I somehow doubt that the US authorities will ever investigate such activities by their own.
Pot, kettle, black........
As recently highlighted M$ appeared to use a sweetner to a UK council to get them to use M$ products rather than Open Source. Recently rehighlighted as the Council still seem to be producing advertising material which some could easily misinterpret as part of the deal if there was one.
A company I worked for produced items at £100K which stomped the US competitions offerings at £500K. Their sales team got laughed out of every prospect visit. Their solution was to buy our company and shut it down albeit with smoke and mirrors, all highly illegal in the US and although the issue was raised at the highest (or with JP involved should one say lowest) levels, the response was "wasn't it fantastic that the US wanted out technology".
This entire US exercise is down to pure sour grapes as they did not get the deal.
If they had got the deal and the UK companies had complained you can guess the UK government response - might interfere with the lucrative speech circuit..
Unfortunately the one area where the US excels is BS/marketing and they will probably try to put a moral slant on this whereas in reality there isn't one, part of their fool all the people all the time mantra that nulab tried to adopt.
I'll do my bit by continuing to refuse to visit the US on holiday.
"the transactions were entirely proper and consistent with his role as a Saudi official": quite true, from my own experience of travelling to and working in Saudi Arabia in the past.
In Saudi, overt, blatant and pervasive bribery is THE WAY. Everything, from the queue at customs upwards. Everything is greased with a little "local currency". The entire economy, the entire society is organised and governed that way, it works beautifully. That is the way that it is - OVER THERE.

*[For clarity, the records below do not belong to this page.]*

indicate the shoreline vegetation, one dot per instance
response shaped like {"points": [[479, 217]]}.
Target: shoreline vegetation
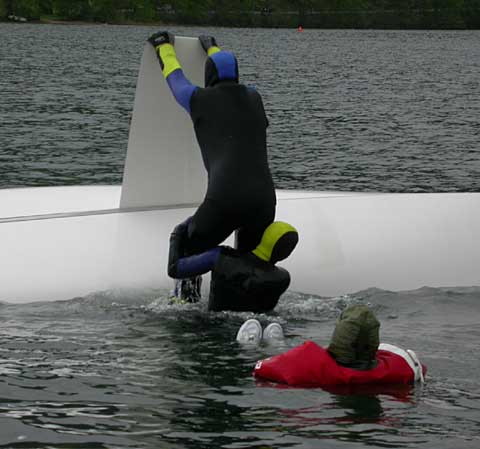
{"points": [[367, 14]]}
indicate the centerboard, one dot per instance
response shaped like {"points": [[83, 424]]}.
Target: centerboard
{"points": [[164, 166]]}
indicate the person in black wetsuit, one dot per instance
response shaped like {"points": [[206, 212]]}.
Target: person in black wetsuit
{"points": [[230, 125], [241, 281]]}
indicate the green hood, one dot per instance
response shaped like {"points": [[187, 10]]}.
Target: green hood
{"points": [[355, 339], [278, 242]]}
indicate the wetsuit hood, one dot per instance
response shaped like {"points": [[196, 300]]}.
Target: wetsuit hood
{"points": [[278, 242], [355, 339], [221, 66]]}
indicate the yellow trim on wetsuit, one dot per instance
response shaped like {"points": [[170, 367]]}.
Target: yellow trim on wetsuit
{"points": [[169, 59], [271, 236], [212, 50]]}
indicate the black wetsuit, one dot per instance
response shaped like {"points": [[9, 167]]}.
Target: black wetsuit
{"points": [[240, 281], [243, 282], [230, 125]]}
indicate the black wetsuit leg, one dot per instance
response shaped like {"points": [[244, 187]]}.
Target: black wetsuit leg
{"points": [[248, 235], [209, 227]]}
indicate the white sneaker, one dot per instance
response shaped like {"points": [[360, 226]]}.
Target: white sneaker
{"points": [[250, 332], [273, 332]]}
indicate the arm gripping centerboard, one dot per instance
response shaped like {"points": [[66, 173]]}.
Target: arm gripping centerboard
{"points": [[163, 165]]}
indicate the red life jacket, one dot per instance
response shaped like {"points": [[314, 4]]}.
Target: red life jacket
{"points": [[310, 365]]}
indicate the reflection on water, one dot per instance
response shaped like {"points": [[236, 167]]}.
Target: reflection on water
{"points": [[123, 370]]}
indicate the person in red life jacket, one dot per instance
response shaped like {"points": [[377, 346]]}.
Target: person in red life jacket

Here in non-muslim UK and, presumably also the US, bribery takes on a completely different role and there are quite specific penalties for those who knowingly and deliberately breach these rules. Well, there are penalties for "little" people anyway. Lets just see how this one pans out, given the unmistakable stench of UK central government collusion embroiled through the middle of it.
I worked on this programme some time ago, and we all knew of the payments made (but not the details). It happened at every level of interaction with Saudis - not just at the Prince level - all the way down to giving the Security Guard a nice gold plated pen so that there would be no 'problems' with getting onto a site. I know of a story that a swimming pool was built so that a problem geeting a necessary permission went through without a hitch.
We knew it, the MOD knew it and the Saudis knew it, and it was all built into the cost of any deal. Over there getting kickbacks is not corruption, it is how you do business. The Saudis use it as a method if ensuring loyalty to the boss (stay loyal or loose all this moola I am letting you make on the deal). At the lowest level, they regarded it as a personal gift to show your respect.
Funnyest thing is that everyone did it - including the Americans. They probably just hid it through more layers of "agents" and other companies so that they could put up a completly clean set of books to their corruption investigators.